Después de una hora en aquel recatado bosque de Montmorency, mi pobre camarada jadeaba despavorido, experimentando por momentos ese declive y desaparición del alma que lo transformaría en un bicho más. Sólo se serenó cuando llegamos al empedrado y a la luz de gas de París, y cuando nuestra victoria casi se despedaza contra un estruendoso ómnibus repleto de ciudadanos. Le dijo al cochero que recorriésemos los bulevares, para disolver en su espesa sociabilidad aquella burda materialización que le había dejado la cabeza tan pesada e inconsciente como la de un buey. A mí, me exigió que le acompañase al Teatro de Variedades para sacudirse, con el estribillo de La Femme à Papa, el molesto rumor de los mirlos cantando en los chopos, que todavía le zumbaba en los oídos.
Ese maravilloso Jacinto cumplió por entonces veintitrés años, y era un soberbio mozo en el que había reaparecido la fuerza de los antiguos Jacintos rurales.

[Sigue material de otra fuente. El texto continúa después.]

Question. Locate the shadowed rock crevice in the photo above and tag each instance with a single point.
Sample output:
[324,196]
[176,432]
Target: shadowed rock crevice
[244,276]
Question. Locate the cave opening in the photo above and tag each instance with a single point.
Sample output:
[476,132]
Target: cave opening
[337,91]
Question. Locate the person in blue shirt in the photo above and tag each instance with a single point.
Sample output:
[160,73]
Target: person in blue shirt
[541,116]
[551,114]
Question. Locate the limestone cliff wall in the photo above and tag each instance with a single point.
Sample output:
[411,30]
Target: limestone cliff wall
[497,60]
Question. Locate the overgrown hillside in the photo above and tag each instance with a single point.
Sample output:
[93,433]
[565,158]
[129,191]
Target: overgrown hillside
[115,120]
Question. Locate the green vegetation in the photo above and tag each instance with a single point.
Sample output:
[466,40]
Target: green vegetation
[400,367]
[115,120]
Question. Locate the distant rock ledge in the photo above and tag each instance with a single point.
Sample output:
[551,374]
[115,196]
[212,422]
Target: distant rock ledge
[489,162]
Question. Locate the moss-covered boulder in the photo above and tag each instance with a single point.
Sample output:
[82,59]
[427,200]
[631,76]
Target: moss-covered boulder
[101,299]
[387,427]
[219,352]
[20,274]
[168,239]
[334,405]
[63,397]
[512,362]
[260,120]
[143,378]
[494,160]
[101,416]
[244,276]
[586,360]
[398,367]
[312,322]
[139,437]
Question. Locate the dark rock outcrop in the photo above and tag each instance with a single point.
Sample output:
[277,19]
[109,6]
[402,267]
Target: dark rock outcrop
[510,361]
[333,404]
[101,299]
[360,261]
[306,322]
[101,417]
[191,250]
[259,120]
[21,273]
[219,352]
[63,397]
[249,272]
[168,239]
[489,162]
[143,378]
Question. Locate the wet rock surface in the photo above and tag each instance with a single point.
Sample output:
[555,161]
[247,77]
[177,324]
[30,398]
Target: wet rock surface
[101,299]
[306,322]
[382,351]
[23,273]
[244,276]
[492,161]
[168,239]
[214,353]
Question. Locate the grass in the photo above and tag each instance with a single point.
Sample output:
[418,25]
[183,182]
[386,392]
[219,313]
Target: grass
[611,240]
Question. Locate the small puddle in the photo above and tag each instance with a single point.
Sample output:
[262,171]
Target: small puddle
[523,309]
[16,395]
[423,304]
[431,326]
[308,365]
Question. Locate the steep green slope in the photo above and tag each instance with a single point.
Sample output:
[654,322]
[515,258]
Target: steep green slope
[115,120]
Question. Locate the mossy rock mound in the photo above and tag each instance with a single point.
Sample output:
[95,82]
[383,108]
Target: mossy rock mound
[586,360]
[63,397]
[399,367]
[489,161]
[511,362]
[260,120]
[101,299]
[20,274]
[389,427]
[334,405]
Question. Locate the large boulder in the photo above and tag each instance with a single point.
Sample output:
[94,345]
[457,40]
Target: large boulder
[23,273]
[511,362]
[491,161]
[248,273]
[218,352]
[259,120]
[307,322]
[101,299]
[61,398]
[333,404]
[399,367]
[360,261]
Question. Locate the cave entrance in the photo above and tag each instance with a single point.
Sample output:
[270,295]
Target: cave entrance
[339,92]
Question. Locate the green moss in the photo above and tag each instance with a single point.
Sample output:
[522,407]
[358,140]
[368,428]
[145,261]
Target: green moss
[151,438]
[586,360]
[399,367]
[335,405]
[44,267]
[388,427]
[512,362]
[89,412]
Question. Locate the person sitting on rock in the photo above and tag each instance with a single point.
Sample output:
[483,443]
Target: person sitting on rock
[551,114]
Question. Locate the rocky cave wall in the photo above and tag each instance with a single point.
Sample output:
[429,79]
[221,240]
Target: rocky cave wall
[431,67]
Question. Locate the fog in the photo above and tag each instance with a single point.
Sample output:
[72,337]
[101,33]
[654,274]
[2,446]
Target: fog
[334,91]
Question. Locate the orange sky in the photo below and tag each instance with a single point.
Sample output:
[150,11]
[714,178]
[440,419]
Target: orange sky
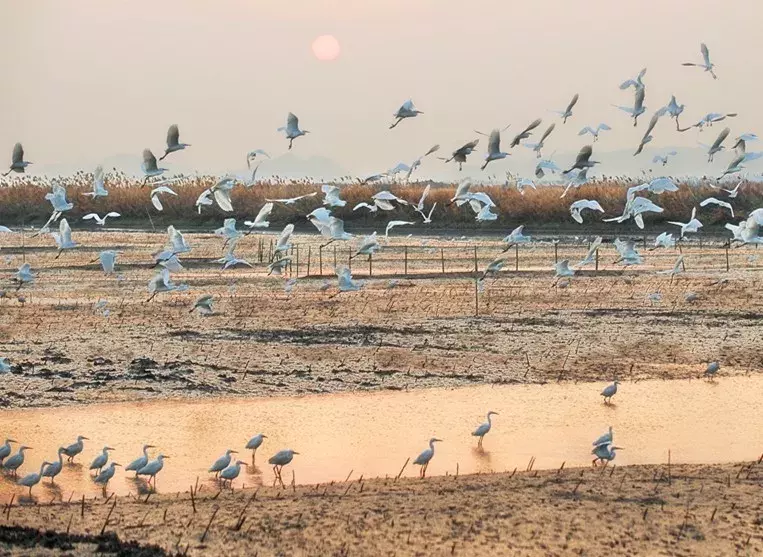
[88,79]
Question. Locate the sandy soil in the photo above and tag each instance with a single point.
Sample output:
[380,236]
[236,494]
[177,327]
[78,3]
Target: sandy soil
[264,341]
[640,510]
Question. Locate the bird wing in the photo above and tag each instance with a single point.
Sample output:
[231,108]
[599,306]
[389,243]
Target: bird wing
[173,136]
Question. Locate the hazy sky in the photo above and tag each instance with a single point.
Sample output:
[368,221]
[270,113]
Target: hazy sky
[85,80]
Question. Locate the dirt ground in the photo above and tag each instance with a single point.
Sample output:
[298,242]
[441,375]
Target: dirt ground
[432,330]
[639,510]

Sólo su nariz, afilada, con las aletas casi trasparentes y de una inquieta movilidad, como si anduviese olisqueando perfumes, pertenecía al refinamiento del siglo xix. El cabello se mantenía crespo y casi lanígero, a la manera de los rudos tiempos; y el bigote, lo mismo que el de un celta, caía en sedosos hilos que había que cepillar y rizar. Todo su vestuario (las gruesas corbatas de satén oscuro con alfiler de perla, los guantes de ante blanco y el betún de las botas) le llegaba de Londres en cajas de cedro, y siempre llevaba en el pecho una flor, no natural, sino diestramente compuesta por su florista con pétalos de diversas flores: clavel, azalea, orquídea o tulipán, embutidos en un asta y acompañados de un leve follaje de hinojo.